Bob Dog, a Canadian resident visiting London on 9/11, questioned the official American government accounts of the Twin Towers collapsing solely from the airplane impacts.

“When that first happened something didn’t seem right to me about the way those buildings fell. Now after studying, I’m convinced the official story is wrong,” Dog said, refusing to provide his real last name claiming fear of employment retaliation for questioning official dogma.

Dog was interviewed at London’s famous Speaker’s Corner in Hyde Park, the fabled site for vigorous debates…where rants often supplant reason.

Omar Ali, a Muslim from Pakistan and a person speaking at Speaker’s Corner, said the Koran, the Islamic holy book, specifically bans unjust killing.

“I Chapter 5, Verse 32 Allah says if anyone kills a person unjustly it is as if he has killed the whole of humanity,” Ali said. “We have no right to put a bomb on a bus or airplane to kill anyone white, brown, black or Christian.”

On Monday, September 5th, a massive sculpture constructed of steel recovered from the collapsed World Trade Center Twin Towers in New York City was unveiled in London’s historic Battersea Park.

This 28-foot high artwork is made of mangled metal from the Towers and is entitled “After 9/11.”

Britain is the only country in Europe to receive steel from the World Trade Center Towers.

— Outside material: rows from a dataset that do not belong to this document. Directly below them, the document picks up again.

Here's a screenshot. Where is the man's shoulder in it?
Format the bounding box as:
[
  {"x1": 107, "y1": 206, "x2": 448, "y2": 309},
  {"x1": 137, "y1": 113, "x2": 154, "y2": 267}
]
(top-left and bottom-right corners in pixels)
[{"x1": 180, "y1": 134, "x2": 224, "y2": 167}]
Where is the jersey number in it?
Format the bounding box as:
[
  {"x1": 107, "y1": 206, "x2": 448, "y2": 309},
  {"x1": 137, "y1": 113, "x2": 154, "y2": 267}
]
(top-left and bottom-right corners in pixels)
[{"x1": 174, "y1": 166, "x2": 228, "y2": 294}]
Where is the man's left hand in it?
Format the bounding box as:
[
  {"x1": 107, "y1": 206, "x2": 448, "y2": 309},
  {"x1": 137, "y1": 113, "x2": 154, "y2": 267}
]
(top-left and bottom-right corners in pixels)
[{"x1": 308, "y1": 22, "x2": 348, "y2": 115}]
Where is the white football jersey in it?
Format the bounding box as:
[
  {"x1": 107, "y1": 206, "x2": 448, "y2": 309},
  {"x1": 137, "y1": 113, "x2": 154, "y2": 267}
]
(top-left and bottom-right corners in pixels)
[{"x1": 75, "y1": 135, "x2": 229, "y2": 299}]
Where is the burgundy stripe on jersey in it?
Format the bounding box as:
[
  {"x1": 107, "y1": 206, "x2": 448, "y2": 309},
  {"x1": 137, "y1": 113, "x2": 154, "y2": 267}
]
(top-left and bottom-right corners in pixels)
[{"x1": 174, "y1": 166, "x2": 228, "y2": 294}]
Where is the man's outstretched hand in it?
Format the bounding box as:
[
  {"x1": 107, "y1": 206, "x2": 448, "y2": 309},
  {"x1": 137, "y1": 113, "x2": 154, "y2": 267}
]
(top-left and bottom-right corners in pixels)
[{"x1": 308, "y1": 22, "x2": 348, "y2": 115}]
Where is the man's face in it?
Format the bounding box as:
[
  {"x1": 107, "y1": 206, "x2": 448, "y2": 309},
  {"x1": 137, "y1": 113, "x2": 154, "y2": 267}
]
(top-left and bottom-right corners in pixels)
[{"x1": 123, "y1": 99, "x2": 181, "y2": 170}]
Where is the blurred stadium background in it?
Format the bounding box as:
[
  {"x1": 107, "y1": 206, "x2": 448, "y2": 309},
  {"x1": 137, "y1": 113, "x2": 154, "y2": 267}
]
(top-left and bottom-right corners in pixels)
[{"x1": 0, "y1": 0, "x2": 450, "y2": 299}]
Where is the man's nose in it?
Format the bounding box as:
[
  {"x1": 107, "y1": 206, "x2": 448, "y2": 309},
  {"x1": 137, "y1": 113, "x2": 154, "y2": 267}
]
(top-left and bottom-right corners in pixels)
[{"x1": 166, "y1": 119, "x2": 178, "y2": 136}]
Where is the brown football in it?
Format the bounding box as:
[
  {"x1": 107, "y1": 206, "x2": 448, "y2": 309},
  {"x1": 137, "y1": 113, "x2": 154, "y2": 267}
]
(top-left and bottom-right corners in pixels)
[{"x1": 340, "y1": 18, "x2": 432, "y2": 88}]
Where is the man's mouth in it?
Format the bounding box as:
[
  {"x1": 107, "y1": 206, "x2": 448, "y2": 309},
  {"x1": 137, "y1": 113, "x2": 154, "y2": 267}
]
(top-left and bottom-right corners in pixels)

This sculpture is not a memoria,l emphasizes the man who spear-headed the project to secure the steel and have the sculpture created, London resident Peter Rosengard.

“This is about life and the future. This is a part of an educational project, because I want young people learning about this so it doesn’t happen again,” Rosengard said last Thursday during an interview conducted during a visit to the sculpture.

“Most young people today are learning about 9/11 from the internet that is awash in conspiracy theories.” Those conspiracy theories Rosengard refers to include opinions like Bob Dog’s–.conspiracy theories Rosengard wants to counter.

Rosengard said the sculpture is crafted from the steel left as it was sent, except for polishing one section to a shiny finish to “symbolize renewal.”

Rosengard wants to site this sculpture permanently in a central London location, but for now its park placement is a magnet, with people stumbling upon the artwork or specially traveling to see it after finding out about it from the news media.

Book author Peter Blezard rode his bicycle to Battersea Park especially to see the sculpture and touch it.

“This is an incredibly evocative lump of steel. There is something iconic about it,” said Blezard, who watched the towers fall on television while working for a London radio station in 2001.

After the Twin Towers fell, Blezard called a friend of his, the high-wire walker, who is now the only person ever to have walked a wire strung between those two skyscrapers.

“He was speechless,” recounted Blezard, who has visited Ground Zero.

Looking at the sculpture Blezard said, “From the ashes of disaster comes roses of success.”